Investigation on the molecular interaction mechanisms of ionic liquid-organic mixed entrainers for azeotrope separation in extractive distillation

The limited selectivity of single organic solvents and the high viscosity of single ionic liquids present considerable challenges to the efficient separation of azeotropic mixtures within the extractive distillation system. To address the constraints of single solvents application, a mixed solvent comprising ionic liquid and organic entrainer was investigated for azeotropes separation based on the improved extractive distillation scheme, which including the determination of effective entrainers, molecular mechanism analysis, process-scale stochastic optimization, and the heat pump-based improvement.

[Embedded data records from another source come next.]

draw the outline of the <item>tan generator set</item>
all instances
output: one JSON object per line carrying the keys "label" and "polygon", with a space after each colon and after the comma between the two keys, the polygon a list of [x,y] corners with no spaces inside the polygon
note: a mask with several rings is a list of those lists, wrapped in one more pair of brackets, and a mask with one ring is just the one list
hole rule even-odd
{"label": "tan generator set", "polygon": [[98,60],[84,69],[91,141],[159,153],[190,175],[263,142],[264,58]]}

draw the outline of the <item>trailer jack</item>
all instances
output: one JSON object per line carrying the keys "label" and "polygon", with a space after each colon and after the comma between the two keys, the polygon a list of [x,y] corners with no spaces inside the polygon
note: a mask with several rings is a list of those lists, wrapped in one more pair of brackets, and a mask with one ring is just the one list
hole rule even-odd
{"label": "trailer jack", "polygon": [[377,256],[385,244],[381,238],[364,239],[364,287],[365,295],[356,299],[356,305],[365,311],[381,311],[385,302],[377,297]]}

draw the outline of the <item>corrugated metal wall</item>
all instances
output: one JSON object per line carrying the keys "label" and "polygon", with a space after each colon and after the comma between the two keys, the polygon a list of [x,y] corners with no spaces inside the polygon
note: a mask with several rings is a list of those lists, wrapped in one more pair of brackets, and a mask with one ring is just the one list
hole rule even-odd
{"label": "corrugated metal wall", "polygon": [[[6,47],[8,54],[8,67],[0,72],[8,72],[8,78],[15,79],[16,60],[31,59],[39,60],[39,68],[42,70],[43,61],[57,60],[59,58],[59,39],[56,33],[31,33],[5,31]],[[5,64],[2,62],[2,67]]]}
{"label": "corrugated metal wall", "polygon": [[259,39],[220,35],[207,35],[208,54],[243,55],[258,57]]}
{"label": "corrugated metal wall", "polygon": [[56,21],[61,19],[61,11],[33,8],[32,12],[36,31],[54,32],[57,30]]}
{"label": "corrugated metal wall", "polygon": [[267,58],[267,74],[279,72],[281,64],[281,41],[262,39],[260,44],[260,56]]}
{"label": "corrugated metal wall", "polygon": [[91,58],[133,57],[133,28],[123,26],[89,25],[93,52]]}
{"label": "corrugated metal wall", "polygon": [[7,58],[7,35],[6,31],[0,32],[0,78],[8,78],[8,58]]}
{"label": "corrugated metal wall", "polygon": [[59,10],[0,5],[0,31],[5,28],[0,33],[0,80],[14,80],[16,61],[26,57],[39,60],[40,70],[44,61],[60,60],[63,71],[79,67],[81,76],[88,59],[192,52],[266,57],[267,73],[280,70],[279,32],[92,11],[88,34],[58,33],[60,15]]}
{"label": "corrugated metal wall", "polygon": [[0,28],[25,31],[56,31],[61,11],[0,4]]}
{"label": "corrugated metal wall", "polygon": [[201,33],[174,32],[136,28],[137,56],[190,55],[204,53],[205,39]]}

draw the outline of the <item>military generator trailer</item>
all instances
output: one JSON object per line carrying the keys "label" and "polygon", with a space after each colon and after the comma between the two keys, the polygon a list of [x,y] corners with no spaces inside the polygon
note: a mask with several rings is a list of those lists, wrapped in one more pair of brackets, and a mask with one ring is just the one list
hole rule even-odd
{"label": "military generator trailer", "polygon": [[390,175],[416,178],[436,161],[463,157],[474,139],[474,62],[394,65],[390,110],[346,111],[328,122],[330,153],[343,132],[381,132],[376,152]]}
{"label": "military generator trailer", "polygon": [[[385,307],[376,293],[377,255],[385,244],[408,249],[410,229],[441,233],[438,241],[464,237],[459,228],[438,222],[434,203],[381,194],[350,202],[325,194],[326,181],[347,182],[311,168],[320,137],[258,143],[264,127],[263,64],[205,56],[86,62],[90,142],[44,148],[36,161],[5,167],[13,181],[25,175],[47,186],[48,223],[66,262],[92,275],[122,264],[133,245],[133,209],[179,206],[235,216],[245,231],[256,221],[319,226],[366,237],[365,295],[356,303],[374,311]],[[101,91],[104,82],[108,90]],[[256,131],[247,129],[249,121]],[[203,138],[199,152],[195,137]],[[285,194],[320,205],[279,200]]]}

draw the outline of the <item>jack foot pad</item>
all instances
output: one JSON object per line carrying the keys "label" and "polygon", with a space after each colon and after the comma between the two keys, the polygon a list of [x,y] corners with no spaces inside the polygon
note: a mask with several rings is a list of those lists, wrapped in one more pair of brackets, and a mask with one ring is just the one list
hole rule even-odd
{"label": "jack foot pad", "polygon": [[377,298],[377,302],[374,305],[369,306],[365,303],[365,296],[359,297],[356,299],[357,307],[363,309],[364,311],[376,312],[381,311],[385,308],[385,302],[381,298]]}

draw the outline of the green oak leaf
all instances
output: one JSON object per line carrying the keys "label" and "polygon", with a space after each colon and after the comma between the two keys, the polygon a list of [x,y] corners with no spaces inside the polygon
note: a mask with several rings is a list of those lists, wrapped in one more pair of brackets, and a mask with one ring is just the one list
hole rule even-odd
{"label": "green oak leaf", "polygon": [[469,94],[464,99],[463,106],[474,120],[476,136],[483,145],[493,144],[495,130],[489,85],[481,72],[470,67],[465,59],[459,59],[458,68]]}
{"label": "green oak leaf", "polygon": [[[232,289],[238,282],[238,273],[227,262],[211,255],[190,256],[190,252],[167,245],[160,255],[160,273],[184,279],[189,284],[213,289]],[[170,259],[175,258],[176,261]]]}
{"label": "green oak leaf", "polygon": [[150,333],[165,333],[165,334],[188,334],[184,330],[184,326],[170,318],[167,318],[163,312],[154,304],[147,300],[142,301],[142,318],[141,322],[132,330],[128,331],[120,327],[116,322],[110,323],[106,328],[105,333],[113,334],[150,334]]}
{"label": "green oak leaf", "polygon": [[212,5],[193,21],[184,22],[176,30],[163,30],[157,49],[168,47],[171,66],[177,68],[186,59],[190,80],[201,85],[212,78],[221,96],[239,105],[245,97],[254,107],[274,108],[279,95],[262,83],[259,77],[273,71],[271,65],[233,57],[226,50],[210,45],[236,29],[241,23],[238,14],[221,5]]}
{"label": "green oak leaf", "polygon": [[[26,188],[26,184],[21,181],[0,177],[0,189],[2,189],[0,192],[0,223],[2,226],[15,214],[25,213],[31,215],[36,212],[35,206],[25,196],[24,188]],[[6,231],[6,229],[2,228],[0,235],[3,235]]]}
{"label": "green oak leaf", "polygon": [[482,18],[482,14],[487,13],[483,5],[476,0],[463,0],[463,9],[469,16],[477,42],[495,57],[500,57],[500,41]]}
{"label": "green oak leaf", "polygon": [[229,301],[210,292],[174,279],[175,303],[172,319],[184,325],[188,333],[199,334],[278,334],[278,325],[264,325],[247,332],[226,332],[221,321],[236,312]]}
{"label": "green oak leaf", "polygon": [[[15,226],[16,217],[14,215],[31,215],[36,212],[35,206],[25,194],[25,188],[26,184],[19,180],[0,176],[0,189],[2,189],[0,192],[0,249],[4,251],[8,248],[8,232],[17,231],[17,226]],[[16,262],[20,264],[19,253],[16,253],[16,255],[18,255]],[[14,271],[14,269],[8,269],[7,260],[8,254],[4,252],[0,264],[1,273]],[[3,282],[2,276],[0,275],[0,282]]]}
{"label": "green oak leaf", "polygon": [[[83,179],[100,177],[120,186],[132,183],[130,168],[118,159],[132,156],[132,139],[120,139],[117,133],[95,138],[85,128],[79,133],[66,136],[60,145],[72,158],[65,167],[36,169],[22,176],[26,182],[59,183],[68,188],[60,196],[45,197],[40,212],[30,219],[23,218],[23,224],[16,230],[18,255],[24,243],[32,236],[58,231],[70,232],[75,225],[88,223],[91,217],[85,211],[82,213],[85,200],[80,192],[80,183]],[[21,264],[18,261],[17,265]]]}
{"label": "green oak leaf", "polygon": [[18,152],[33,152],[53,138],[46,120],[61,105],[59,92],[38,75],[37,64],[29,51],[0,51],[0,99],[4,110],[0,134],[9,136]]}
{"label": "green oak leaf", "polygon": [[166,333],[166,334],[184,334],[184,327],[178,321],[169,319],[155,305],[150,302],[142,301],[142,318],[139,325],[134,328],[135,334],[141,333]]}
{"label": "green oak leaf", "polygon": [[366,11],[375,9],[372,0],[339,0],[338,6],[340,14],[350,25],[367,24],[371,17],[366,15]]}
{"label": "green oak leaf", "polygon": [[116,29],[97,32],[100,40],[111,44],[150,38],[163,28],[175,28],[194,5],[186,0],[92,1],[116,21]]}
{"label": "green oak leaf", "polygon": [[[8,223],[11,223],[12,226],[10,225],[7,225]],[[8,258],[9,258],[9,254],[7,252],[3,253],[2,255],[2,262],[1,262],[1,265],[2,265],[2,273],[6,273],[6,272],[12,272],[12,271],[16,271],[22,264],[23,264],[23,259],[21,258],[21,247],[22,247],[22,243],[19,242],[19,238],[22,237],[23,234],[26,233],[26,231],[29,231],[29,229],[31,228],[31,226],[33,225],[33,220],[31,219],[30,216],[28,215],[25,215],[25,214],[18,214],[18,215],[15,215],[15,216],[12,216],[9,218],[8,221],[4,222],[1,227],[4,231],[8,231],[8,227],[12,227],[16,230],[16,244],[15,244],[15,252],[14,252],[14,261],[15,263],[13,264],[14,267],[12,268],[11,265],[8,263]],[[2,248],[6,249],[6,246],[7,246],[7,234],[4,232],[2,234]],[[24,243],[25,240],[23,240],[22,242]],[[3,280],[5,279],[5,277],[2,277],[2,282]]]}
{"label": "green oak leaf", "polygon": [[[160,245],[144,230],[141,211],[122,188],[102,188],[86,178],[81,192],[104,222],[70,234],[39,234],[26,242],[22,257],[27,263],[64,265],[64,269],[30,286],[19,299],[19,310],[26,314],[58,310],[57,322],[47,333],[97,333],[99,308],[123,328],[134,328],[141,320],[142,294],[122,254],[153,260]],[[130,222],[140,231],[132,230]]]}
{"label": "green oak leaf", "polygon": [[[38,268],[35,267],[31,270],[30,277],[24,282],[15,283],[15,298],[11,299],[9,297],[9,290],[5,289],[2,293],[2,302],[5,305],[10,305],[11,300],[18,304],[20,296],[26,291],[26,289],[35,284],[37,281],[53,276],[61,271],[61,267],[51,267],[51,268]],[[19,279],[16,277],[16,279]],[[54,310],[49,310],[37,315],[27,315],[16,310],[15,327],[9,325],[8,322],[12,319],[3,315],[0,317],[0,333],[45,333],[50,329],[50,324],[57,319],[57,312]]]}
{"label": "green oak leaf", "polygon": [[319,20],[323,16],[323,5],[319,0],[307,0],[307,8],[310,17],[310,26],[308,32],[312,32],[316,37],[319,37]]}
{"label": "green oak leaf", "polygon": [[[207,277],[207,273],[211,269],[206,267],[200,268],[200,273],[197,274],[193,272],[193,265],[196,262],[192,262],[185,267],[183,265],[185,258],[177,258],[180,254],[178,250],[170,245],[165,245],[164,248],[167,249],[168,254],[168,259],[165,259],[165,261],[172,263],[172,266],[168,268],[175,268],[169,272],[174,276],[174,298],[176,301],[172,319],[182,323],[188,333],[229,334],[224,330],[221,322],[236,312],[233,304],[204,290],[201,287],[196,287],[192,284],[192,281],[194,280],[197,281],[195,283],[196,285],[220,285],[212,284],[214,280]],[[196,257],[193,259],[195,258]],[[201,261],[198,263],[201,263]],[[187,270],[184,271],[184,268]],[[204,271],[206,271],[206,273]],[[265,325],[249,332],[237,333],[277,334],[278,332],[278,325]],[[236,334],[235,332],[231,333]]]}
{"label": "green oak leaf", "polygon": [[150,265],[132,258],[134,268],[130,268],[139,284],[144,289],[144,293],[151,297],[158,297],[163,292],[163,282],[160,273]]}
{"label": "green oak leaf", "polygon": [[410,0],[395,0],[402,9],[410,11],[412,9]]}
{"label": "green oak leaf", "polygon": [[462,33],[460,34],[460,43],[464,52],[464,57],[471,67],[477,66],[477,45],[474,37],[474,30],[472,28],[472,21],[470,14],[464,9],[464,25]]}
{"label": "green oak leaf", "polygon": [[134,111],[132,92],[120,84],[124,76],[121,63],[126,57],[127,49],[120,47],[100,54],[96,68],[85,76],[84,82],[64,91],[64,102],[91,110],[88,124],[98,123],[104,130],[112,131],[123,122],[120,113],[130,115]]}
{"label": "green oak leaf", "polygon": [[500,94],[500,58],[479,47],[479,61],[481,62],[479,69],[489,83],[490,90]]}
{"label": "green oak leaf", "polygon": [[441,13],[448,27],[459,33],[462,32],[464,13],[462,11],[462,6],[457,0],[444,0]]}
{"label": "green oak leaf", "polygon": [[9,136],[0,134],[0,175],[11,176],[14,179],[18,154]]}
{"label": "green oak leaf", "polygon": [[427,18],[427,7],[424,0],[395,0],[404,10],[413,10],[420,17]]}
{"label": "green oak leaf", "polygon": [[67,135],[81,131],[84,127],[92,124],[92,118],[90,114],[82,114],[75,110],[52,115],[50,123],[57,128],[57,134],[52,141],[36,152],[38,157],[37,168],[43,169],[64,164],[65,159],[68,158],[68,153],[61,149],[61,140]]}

Quantum chemical calculations were utilized to preliminarily select dimethyl sulfoxide (DMSO) and 1-butyl-3-methylimidazolium acetate ([BMIM][AC]) as a mixed solvent for the separation of a binary azeotropic mixture of ethanol and isopropyl acetate. A strong hydrogen bonding interaction between [AC]⁻ and ethanol was observed via the interaction mechanism-based analysis. The pure [BMIM][AC], pure DMSO, and mixed solvent were integrated into the extractive distillation process design. Three conventional schemes and two heat pump-based processes were proposed and optimized using the multi-objective particle swarm optimization (MOPSO) algorithm. The results indicated that the introduction of organic solvents not only effectively mitigates the high viscosity drawback of ionic liquids but also significantly enhances economic performance. Compared to the design using pure DMSO solvent, the intensified extractive distillation with mixed solvents (HP-MEED) reduces the total annual cost by 41.21 %, lowers CO₂ emissions by 58.89 %, and decreases energy consumption by 53.64 %. These results suggest that the ionic liquid-based mixed solvent exhibits significant potential for azeotropic mixture separation, and more combinations of ionic liquid-based mixtures can be expected in future studies.